Investor Graham Duncan says in an
interview that many organizational tensions are the result of not explicitly acknowledging who “the source” of the given company or initiative is.
For Duncan, the source is “the person who took the first risk on a new initiative.”
Even when there are multiple co-founders of a company, there is always a single source.
As Duncan puts it, the source maintains a unique relationship with the “gestalt of the original idea and has an intuitive knowledge of what the right next step for the initiative is.”
Others who join later to help with the execution of the idea lack this intuitive connection to the founder’s original insight.
And this can create tension.
Handing off the source role of a company or initiative to another person is possible, but difficult and usually mishandled.
Graham notes that one key to a successful transition is for the original source to “actually move on and allow the new leader room to move.”
As evidence, Graham cites one study of company stock performance following founder CEOs departing their businesses.

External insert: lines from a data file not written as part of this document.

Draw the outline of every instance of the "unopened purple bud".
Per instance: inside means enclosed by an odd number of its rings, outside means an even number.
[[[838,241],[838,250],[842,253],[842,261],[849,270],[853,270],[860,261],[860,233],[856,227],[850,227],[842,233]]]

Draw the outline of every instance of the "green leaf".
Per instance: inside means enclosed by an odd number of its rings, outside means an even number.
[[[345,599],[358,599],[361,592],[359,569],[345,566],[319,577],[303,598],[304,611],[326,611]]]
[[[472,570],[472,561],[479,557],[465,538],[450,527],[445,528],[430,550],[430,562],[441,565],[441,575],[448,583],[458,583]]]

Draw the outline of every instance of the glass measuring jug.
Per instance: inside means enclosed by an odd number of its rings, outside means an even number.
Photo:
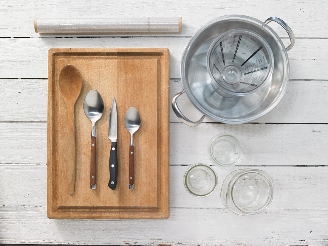
[[[253,93],[269,80],[274,64],[267,42],[255,32],[240,28],[215,40],[207,60],[212,85],[223,95]]]

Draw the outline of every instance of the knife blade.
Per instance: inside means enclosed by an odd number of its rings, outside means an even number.
[[[113,98],[109,114],[109,127],[108,128],[108,139],[112,142],[109,156],[109,182],[108,187],[115,190],[117,182],[117,113],[116,107],[116,100]]]

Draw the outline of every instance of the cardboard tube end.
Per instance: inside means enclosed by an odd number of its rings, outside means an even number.
[[[179,32],[181,32],[182,30],[182,18],[179,17]]]
[[[34,30],[35,31],[36,33],[38,33],[39,32],[38,31],[38,28],[36,26],[36,22],[37,21],[37,18],[35,18],[34,19]]]

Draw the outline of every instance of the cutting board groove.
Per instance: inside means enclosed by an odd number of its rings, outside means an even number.
[[[67,109],[59,92],[61,69],[78,69],[82,88],[74,111],[75,190],[66,181]],[[165,48],[51,49],[48,53],[48,216],[57,218],[163,218],[169,206],[169,51]],[[104,110],[96,124],[96,190],[90,189],[92,124],[83,103],[98,90]],[[113,97],[118,116],[118,176],[114,190],[109,179],[108,120]],[[141,124],[134,135],[134,186],[129,189],[130,133],[124,118],[130,107]]]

In the study, subsequent positive stock performance was correlated with the founder completely leaving the board, rather than staying on to mentor the next CEO.
Graham suggests Microsoft may be an example of this phenomenon. Microsoft founder Bill Gates remained on the Microsoft board when Steve Ballmer took over as the company’s second CEO. Graham points out that this may have contributed to Microsoft’s lackluster stock performance throughout Ballmer’s tenure.
But when Ballmer stepped down from the CEO role, he also left the Microsoft board, allowing current Microsoft CEO Satya Nadella “to fully assert his own creative vision.”
For Graham, the lesson is best captured during a scene in the musical Hamilton, when George Washington declines Hamilton’s plea to run for a third term and sings, “We’re going to teach them how to say goodbye.”